As drivers paper logs were our best friend and our enemy at the same time. They forced us to fudge (cheat some people call it) because our bosses knew we could and expected it but took no responsibility for it, and we wanted to (had to) make money (who doesn’t?). Also, writing (and rewriting) paper logs is time-consuming and risky (two-thousand dollar and more fines — possible loss or suspension of driver’s license). Not to mention making one feel he or she is a criminal.

Even though I am a newby on e-logs (and I am not ashamed to say I am sometimes technology shy) I realize it is a new day. At 68 years old I just have to go with the flow or get out of the stream.
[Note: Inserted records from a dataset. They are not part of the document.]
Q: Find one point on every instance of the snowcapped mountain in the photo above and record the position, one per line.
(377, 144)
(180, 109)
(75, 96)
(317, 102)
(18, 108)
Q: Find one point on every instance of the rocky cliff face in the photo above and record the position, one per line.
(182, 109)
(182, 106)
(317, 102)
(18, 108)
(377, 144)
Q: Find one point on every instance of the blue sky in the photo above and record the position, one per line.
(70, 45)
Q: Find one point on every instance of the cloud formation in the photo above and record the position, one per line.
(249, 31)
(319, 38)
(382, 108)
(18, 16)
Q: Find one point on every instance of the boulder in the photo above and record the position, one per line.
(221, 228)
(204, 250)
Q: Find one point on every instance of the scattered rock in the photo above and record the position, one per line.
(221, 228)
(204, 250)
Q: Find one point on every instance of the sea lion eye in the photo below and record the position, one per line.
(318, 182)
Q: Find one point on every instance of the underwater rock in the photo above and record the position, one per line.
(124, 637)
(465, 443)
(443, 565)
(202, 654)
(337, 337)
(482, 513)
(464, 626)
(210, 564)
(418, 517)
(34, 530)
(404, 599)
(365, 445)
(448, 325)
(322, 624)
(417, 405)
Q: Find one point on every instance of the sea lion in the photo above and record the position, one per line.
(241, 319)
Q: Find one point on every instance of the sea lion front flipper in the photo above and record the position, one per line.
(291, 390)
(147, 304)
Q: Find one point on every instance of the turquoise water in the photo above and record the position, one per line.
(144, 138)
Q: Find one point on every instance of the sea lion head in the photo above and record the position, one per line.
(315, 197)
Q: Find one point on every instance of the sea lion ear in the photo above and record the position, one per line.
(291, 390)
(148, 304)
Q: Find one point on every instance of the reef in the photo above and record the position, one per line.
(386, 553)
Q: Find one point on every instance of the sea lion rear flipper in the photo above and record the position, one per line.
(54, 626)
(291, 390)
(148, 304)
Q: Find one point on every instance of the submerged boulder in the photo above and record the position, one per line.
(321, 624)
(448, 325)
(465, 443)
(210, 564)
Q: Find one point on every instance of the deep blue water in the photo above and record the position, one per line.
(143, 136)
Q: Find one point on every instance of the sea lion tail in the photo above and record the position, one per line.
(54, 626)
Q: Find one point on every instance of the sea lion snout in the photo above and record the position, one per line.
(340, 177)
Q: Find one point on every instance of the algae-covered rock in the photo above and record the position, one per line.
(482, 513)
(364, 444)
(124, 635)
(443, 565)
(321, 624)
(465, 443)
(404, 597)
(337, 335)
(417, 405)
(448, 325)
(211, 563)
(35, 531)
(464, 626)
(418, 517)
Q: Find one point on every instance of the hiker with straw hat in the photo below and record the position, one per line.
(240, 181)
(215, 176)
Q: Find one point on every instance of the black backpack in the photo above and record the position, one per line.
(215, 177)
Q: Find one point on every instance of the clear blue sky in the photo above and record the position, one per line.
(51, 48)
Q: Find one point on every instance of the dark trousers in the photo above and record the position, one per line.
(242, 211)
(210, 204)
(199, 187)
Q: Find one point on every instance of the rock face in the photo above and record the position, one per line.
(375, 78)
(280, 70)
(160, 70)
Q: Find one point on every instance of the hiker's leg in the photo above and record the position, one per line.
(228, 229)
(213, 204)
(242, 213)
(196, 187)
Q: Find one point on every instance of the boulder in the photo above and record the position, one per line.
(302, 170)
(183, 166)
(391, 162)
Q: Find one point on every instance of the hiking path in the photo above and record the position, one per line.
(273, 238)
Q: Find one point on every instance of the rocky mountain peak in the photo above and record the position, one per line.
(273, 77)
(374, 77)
I’m going to give it a go.

There is the conundrum of what do I do when I am at a shipper or receiver and my time runs out and my unforgiving e-log won’t let me “adjust things”. I’ve already had that happen and I won’t go into detail — a kind of Fifth Amendment thing.

Until there is some workable provision in the law to deal with getting caught over hours and no place to park (some think there is but in my reading there is not) all I can figure is I have to cut back on dispatches I will accept. If it even looks like it will run me over time I might have to decline — and that hurts because it means less money and maybe I don’t start heading for home as soon as I would like or maybe I get caught in that approaching storm over the mountains because of the delay. And besides I feel like I am not helping the company who is the source of my livelihood.

Even though I am on a more flexible schedule (fewer miles), voluntarily (I asked for it), due to my age and the fact I am on Social Security, I do not intend to work for less money for what I do. Something has to give. And I am sure that drivers out there who have families to support do not intend to work for less, regardless of hours of service restrictions and electronic surveillance (what it really is).

Something has to give.

p.s.

Make no mistake about it, all of this is just an intermediary step to driverless trucks, which will replace probably not all but a vast amount of the national fleet. But this is today and we have to live with today’s challenges. But for young people: I’d look for a different career — unless you want to train in computers and logistics or repair of the systems used. I’m sure we will always need what we today refer to as “mechanics” or “technicians” — but they will need more and different skills than required in previous times, plus some of those old skills.